Ground Ambulance Service Rates & Billing
One of the significant impacts of HB 1218 is its provision that out-of-network ambulance services cannot bill a covered person for any outstanding balance beyond what their insurer pays, excluding applicable coinsurance, deductibles, or copayments. This change is meant to protect consumers from unexpected financial burdens associated with emergency and non-emergency ambulance transport services. It also mandates that insurance carriers must reimburse ambulance services based on the rates reported by the political subdivisions or at a set percentage of federal reimbursement rates if such reports are not provided.
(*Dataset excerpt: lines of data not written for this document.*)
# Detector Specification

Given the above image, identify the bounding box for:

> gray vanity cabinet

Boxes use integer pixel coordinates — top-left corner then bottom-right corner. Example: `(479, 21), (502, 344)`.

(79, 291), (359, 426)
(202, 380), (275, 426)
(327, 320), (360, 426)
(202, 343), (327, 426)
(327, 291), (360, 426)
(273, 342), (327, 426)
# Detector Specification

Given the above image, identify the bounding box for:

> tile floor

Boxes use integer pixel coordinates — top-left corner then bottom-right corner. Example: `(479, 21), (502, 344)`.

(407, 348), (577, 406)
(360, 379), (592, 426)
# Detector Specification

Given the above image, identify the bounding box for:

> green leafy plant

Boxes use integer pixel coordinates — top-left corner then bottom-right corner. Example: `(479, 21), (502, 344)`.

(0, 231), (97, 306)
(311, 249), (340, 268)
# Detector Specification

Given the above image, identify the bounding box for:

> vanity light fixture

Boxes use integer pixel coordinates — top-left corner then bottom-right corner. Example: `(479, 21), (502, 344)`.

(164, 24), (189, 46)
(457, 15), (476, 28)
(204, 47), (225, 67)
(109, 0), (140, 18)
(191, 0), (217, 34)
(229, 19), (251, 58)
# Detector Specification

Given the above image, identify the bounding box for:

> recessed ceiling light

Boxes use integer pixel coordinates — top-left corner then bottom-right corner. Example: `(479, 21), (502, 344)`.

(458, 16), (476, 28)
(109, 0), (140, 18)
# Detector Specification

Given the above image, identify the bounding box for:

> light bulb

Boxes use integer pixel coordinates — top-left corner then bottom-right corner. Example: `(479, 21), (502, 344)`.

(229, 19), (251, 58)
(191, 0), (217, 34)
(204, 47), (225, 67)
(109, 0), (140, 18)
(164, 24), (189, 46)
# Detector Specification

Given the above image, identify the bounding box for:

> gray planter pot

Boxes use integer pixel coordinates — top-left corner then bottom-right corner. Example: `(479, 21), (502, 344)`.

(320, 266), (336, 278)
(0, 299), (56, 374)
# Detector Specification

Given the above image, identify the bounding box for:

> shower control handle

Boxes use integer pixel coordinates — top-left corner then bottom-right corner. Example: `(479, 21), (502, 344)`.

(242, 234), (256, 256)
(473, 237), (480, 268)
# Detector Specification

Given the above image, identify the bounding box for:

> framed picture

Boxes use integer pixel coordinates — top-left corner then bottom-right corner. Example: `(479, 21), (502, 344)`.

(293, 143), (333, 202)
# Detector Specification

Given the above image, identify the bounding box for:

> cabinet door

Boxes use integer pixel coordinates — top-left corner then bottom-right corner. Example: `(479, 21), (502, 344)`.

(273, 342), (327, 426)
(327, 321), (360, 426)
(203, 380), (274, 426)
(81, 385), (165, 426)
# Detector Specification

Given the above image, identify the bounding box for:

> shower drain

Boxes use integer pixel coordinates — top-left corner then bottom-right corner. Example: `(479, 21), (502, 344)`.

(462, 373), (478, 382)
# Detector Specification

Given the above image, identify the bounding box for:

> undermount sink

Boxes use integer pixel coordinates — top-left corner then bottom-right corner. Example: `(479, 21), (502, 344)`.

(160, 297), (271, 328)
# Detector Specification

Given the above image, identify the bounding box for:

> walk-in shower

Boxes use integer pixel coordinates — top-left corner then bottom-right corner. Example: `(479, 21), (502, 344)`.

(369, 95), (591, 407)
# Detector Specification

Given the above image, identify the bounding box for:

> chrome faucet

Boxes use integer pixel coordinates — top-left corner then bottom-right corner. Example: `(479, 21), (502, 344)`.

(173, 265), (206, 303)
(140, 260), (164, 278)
House Bill 1218 addresses the costs associated with the provision of ground ambulance services in Colorado. The legislation allows political subdivisions or ambulance services contracted to provide such services to submit their established rates to the Colorado Division of Insurance. These rates will then be published on a public-facing database maintained by the Division, ensuring transparency regarding the costs of ambulance services across the state. It aims to standardize how out-of-network ambulance services are billed and reimbursed.
While the bill aims to reduce the financial burden on consumers, it may face contention due to its implications for both ambulance services and insurance providers. Ambulance services may have concerns about the established reimbursement rates, potentially arguing that they do not adequately cover operational costs. Additionally, insurers and other stakeholders might express concerns regarding the administrative burden of tracking and adhering to these new billing guidelines. The legislation's requirement for continued oversight and possible adjustments based on market conditions could lead to debates among various interest groups as the bill moves forward.